I think it's very likely that you understand precisely what the Data Model is trying to describe. If you have specific suggestions for how this terminology could be improved, I'd be delighted to hear them.
Comment 2 C. M. Sperberg-McQueen 2011-05-31 19:55:19 UTC
Several of the changes suggested in comment 1 seem helpful, but on the
whole I don't think the reformulation renders the text satisfactory.
Sorry.

Norm writes: 

    I think it's very likely that you understand precisely what the
    Data Model is trying to describe.
    
I am much less certain than Norm seems to be that I already know what
the text is trying to tell me here.  In particular, it's not obvious
to me how much of the current text of this paragraph (or indeed some
other parts of 2.1) is intended as the normative statement of a
particular property, how much is mentioning facts normatively
established elsewhere, and how much is intended just to lay out some
of the logical consequences of the normative statements, for clarity.

But I can't suggest constructive improvements for that situation until
I understand the spec better.

Michael Kay's response in comment 2 of bug 12534 suggests that he
believes the point of this passage is (rephrasing slightly) that for
any set of XDM nodes, there is a unique set of trees defined
implicitly by the dm:parent relation and that each XDM node belongs to
exactly one tree in that set.  As formulated, I think this is still a
little loose, and I don't think we should follow MK's suggestion that
'tree' is or should be taken to denote a non-recursive data structure.

But if MK has correctly identified the gist of the paragraph, then for
the moment I'd suggest something like:

(VERSION A)

    Every node is one of the seven kinds of nodes defined in 6 Nodes.

    The dm:children, dm:attributes, and dm:namespace-nodes properties
    of nodes organize them naturally into trees (rooted, directed,
    connected, acyclic graphs), each of which contains all the nodes
    reachable directly or indirectly from the root node via the
    dm:children, dm:attributes, and dm:namespace-nodes accessors.
    Most references to 'trees' in this specification refer to such
    'natural' trees.

    NOTE: Each node belongs to a set of one or more such 'natural'
    trees, exactly one of which tree has a root node with no dm:parent
    and contains all the others.

or possibly 

(VERSION B)
 
    Every node is one of the seven kinds of nodes defined in 6 Nodes.

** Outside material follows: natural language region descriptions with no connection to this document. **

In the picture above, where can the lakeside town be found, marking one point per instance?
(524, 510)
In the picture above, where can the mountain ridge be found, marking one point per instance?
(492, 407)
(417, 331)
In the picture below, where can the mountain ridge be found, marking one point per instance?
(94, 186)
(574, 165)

    The dm:children, dm:attributes, and dm:namespace-nodes properties
    of nodes organize them naturally into trees (rooted, directed,
    connected, acyclic graphs), each of which contains a root node
    with no dm:parent and also all the nodes reachable directly or
    indirectly from the root node via the dm:children, dm:attributes,
    and dm:namespace-nodes accessors.  Most references to 'trees' in
    this specification refer to such 'natural' trees.

    NOTE: Each node belongs to exactly one such 'natural' tree.

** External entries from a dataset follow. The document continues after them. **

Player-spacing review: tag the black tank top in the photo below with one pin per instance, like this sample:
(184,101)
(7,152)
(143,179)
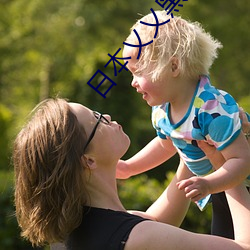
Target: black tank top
(102,229)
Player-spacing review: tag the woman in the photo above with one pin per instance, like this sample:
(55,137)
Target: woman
(65,166)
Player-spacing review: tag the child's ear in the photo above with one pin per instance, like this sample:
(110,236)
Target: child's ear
(175,66)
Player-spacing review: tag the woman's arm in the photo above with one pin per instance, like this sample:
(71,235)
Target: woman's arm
(234,169)
(171,207)
(160,236)
(153,154)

Version A assumes that the children of a document node are fragments;
version B assumes that the children of a document node are not
fragments.  I do not know which is intended; nothing in the XDM spec
depends on the difference.

Some differences between the proposals above and the current text (and
Norm's suggested rewording) may as well be noted explicitly here, in
case it saves time.

  - (deletion of 'a')

    Nodes are organized into trees, not into "a" tree.

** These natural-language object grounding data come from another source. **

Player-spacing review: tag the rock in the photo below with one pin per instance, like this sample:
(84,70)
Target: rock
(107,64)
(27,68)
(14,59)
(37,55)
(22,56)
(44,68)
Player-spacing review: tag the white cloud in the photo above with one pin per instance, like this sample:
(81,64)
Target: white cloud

  - (explicit specification in version B that root nodes have no
    dm:parent)

    We need to specify that the root has no dm:parent, or the
    uniqueness claim is false.

  - Optionally, we could follow the current text more closely by
    adding at the end "and each such tree has exactly one root node".
    It's a true statement.  

    I think it's better left unsaid, however: the fact that each
    non-empty tree has exactly one root node is a consequence of the
    definition of tree.  We don't need to make a normative statement
    of it, and if we do, some readers will wonder whether we are
    clueless, occupying some alternative universe, or (this is where
    we came in) using some alternative definition of 'tree'.

  - (didn't add Norm's remark about nodes having at most one parent) 

    That a node has at most one dm:parent is already stated
    normatively elsewhere (5.11); that a node has at most one parent
    in a tree is a fact about trees.

  - (didn't add Norm's remark about nodes having identity)
 
    That a node has identity tells us pretty much nothing except
    perhaps to signal that XDM expects the reader to be using
    Aristotelian and not fuzzy logic.  Every thing we take seriously
    as a thing has identity (No entity without identity, as the slogan
    says) with the possible exception of some objects in quantum
    theory.  I think what is meant is that they have a form of object
    identity or referential opacity.  (This is also a problem with
    section 2.3, which I expect to raise in due course.)
Comment 3 Michael Kay 2011-05-31 23:07:54 UTC
I think it's best to stick to the current model whereby every node belongs to exactly one tree, and a root node is therefore defined as being a node that has no parent. If we adopted the alternative definition that every node is the root of a tree, an awful lot of our terminology would have to change.

(Let's remember that the term comes from botany, not from mathematics. Each apple in my garden grows on exactly one tree.)
Comment 4 C. M. Sperberg-McQueen 2011-05-31 23:55:56 UTC
I am not sure whether comment 3 amounts to a suggestion that we adopt version B of my proposal in preference to version A, or to a suggestion that there is no need to change the text of the spec, because everyone who matters already knows what it means without needing to bother about little things like what the words mean.

I think it's best if we try to write our specs so that readers of good will can wrest a coherent meaning from them without recourse either to oral tradition or to revelation.
Comment 5 Michael Kay 2011-06-01 09:00:09 UTC
Well, personally I find the statement that every node belongs to exactly one tree leaves little room for doubt. But there's always scope for making things clearer, especially for readers who come to the spec with a different idea about what the words mean and need those preconceptions to be corrected.
Comment 6 Norman Walsh 2011-09-06 14:00:15 UTC
I added the following note in an effort to resolve this issue:

<note diff="add" at="2011-09-06"><p>This definition of tree differs from the common mathematical
definition where every node can be seen as the root of the nodes below it
and consequently every node belongs to many trees. In XML, the term tree
refers to the directed graph that is rooted exclusively at the single
node that has no parent.</p>
</note>
Comment 7 Norman Walsh 2011-09-06 15:25:28 UTC
Michael says "no" (in IRC)

Thinking some more.
Comment 8 Norman Walsh 2011-09-06 15:53:37 UTC
Rather than try to redefine tree, maybe it'd be simpler to just reword the "exactly one tree" sentence that's troubling. How's everyone feel about this?

Every node is one of the seven kinds of nodes defined in 6 Nodes. Nodes form a tree. Each node has at most one parent (reachable via the dm:parent accessor) and descendant nodes that are reachable directly or indirectly via the dm:children, dm:attributes, and dm:namespace-nodes accessors. [Definition: The root node is the topmost node of a tree, the node with no parent.] Every tree has exactly one root node and every other node can be reached from exactly one root node.
Comment 9 Norman Walsh 2011-10-11 14:26:54 UTC
Implemented comment 8 as decided by the WG.